Benzoin where external worries are at the root of sleeplessness. Lovely for kids because it has a chocolaty aroma. 


Bergamot: a good choice where insomnia is linked with depression. 


Clary Sage a very profound relaxant which should never be combined with alcohol (as it may generate nightmares). 


Trouble falling to sleep? Because we need to stop the racing thoughts…we need grounding oils to still the mind: Myrrh, Frank, Cedarwood, Sandalwood: the tree oils. Vetiver is exceptionally good, not a tree, it’s a grass but with deep roots; and Ylang Ylang because it is an antidepressant.  


Petitgrain: for living alone during the lockdown. 


Almost any of these can be mixed together in blends, so experiment until you find those you consider most pleasing and most effective for your purpose. 


And because is advisable to change the blend after 2/3 weeks you can play with variations of these sedative, balancing oils. 



👉Calming bath before bed with warm water but not too hot.

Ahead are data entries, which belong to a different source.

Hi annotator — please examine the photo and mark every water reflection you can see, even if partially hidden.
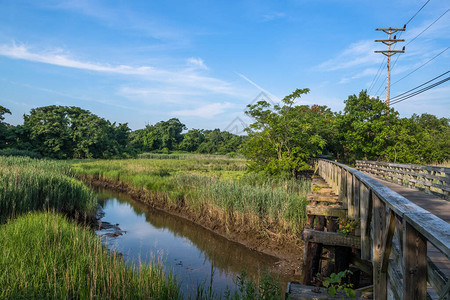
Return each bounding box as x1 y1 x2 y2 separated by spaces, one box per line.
98 190 277 293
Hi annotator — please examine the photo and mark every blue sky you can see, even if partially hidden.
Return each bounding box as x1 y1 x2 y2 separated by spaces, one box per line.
0 0 450 129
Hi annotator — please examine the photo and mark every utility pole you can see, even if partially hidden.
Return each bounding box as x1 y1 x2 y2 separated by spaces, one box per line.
375 25 406 108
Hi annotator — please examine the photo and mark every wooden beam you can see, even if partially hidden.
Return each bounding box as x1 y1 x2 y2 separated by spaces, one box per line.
372 195 387 299
306 194 338 203
358 184 372 260
302 217 325 284
350 253 373 276
403 219 427 299
427 257 450 299
303 229 361 249
306 205 347 218
381 210 395 273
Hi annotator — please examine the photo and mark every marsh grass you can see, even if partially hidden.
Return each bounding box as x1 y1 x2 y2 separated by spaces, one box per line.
0 212 180 299
0 156 97 223
73 156 310 236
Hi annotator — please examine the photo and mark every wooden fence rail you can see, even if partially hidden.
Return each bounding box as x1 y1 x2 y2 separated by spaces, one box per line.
356 160 450 200
317 159 450 299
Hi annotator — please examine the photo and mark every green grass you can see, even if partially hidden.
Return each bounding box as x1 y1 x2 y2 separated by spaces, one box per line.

If you take a bath before bedtime the water shall not be too hot as this can be stimulating rather than relaxing. About 6 to 7 drops is enough for an adult bath. Three or four drops for a child. Remember to prepare the oils beforehand diluted with salts and a carrier oil. No single oil or blend should be used for more than about two weeks at a time, as the body will quickly become accustomed to the oil and he will cease to be effective.  And returned to the original choice after another week or two if sleep patterns have not returned to normal.


You can purchase Epsom salts, mix it with organic, solid coconut oil, and add the oils of your choice. It is very simple to make and the results are powerful. Not only for the mind but for achy muscles, dry skin, moody kids, the water really resets our energy! 


Blends for relaxation:


Lavender + Petitgrain + Vetiver 

Vetiver + Bergamot +Benzoin

Vetiver + Bergamot + Ylang Ylang

Spikenard + Bergamot + Frankincense

Lavender, Petitgrain, Vetiver 


Blends for achy muscles and relaxation:

Vetiver + Black Pepper + Lemongrass

Ylang Ylang, Bergamot, Benzoin, Lemongrass


You can make these mixtures and put them in nice jars for Christmas presents, for friends, acquaintances, to say thank you to teachers…


Simple foot bath if you don’t have a bath or don’t fancy baths. Add the salts blend, put the feet in for 15 mins. The sole of the feet has 4000 pores, the benefits will be in every cell of the body after 20 minutes.


A good sleep = reduce risks of cardiovascular diseases, improve concentration and energy levels, boost our immunity, improves relationships and we experience a completely different day.